Operators are trying their best to avoid such a nettlesome blueprint but doing so may prove more difficult as broadcasting conglomerates continue to merge, allowing disparate local stations in far-flung markets to compare notes on their digital-retransmission deals.
Adding yet another wrinkle is Feb. 17, 2009, when all broadcasters’ signals must be sent over the air in digital form. In the past, analog retransmission negotiations were largely invisible to an indifferent public.
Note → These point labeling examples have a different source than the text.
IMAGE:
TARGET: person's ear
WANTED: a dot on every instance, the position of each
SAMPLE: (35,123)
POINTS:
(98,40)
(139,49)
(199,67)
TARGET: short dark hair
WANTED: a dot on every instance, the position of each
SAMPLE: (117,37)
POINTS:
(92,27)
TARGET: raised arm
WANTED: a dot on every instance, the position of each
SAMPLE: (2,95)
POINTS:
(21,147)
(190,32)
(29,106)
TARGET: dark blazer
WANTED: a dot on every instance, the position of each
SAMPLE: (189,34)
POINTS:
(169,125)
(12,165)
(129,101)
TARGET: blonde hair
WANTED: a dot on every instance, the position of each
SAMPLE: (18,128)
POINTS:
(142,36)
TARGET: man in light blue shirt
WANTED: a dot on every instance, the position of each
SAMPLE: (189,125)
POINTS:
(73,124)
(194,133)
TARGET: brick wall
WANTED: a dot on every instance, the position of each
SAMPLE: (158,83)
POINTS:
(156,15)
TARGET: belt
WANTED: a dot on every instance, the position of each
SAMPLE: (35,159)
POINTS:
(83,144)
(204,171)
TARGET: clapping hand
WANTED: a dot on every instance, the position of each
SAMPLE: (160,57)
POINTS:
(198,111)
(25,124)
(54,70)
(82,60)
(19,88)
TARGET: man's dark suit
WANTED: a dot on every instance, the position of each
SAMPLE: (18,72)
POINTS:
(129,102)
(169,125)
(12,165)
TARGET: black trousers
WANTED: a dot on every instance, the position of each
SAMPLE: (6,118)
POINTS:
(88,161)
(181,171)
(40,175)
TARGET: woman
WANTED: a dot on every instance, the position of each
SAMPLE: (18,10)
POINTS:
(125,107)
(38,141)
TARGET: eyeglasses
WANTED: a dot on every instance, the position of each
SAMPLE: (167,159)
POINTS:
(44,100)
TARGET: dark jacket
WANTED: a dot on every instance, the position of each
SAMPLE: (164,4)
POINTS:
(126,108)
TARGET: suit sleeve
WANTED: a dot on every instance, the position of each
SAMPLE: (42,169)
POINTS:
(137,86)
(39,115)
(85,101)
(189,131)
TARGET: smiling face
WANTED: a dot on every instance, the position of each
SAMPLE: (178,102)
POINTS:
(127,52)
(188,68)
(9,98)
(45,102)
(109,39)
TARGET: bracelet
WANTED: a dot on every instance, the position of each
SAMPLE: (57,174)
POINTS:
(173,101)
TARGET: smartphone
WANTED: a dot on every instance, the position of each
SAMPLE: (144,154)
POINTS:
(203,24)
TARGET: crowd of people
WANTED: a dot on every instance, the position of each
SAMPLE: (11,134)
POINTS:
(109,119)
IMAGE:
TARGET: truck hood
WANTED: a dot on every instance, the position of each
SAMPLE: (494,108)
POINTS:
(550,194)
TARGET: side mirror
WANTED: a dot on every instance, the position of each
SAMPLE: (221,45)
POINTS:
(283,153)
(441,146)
But the Big Switchover portends to focus even more TV viewer attention on the HD battle. At that point, many local TV stations will likely be sending out their signal only in high-definition formats, according to Dennis Wharton, executive vice president of media relations for the National Association of Broadcasters.
As Leichtman Research Group president Bruce Leichtman noted, “HD is pretty much all that the broadcasters have in their arsenal now.”
The National Telecommunications and Information Administration plans to spend $5 million on consumer education on the transition to digital transmission, while the National Association of Broadcasters expects to plunk down $100 million on a digital-TV public-awareness campaign.
Still, critics say the federal government and the broadcast industry have done too little to inform the public as deadline looms. Under congressional pressure, the Federal Communications Commission in late July proposed new DTV education initiatives that would include broadcaster public service announcements, notices from electronics manufacturers and notices in cable TV bills.
Cable players are unlikely to get any help from the FCC in retransmission battles. Under the agency’s rules, broadcasters can choose to follow “must-carry” regulations that give them guaranteed carriage by cable operators, or they can choose to negotiate for retransmission on a free-market basis. The latter is by far the more popular option but it offers fewer explicit protections for both parties.
In January, the FCC refused to come to Mediacom’s aid as Sinclair twisted the cable operator’s arm for cash. Mediacom charged that Sinclair was refusing to bargain in good faith.
The FCC concluded that the problem was simpler than that: “What Mediacom seems to protest is the price Sinclair seeks for retransmission of its signal on Mediacom’s systems and its failure to justify this price,” the agency said in its final order on the matter.
Cable companies will likely face emboldened broadcast players demanding their due. Said Nexstar’s Sook: “I think the vast majority of broadcasters intend to seek cash compensation for retransmission in their next negotiating cycle.”
Still, while HD programming may be the stick broadcasters wave to try to get it, there’s leverage on both sides of the table, said Leichtman.
“Clearly, the broadcasters think they have the upper hand,” the research group president said. “But it’s just as important for them to get cable distribution. These deals are not always as cut and dried as they appear.”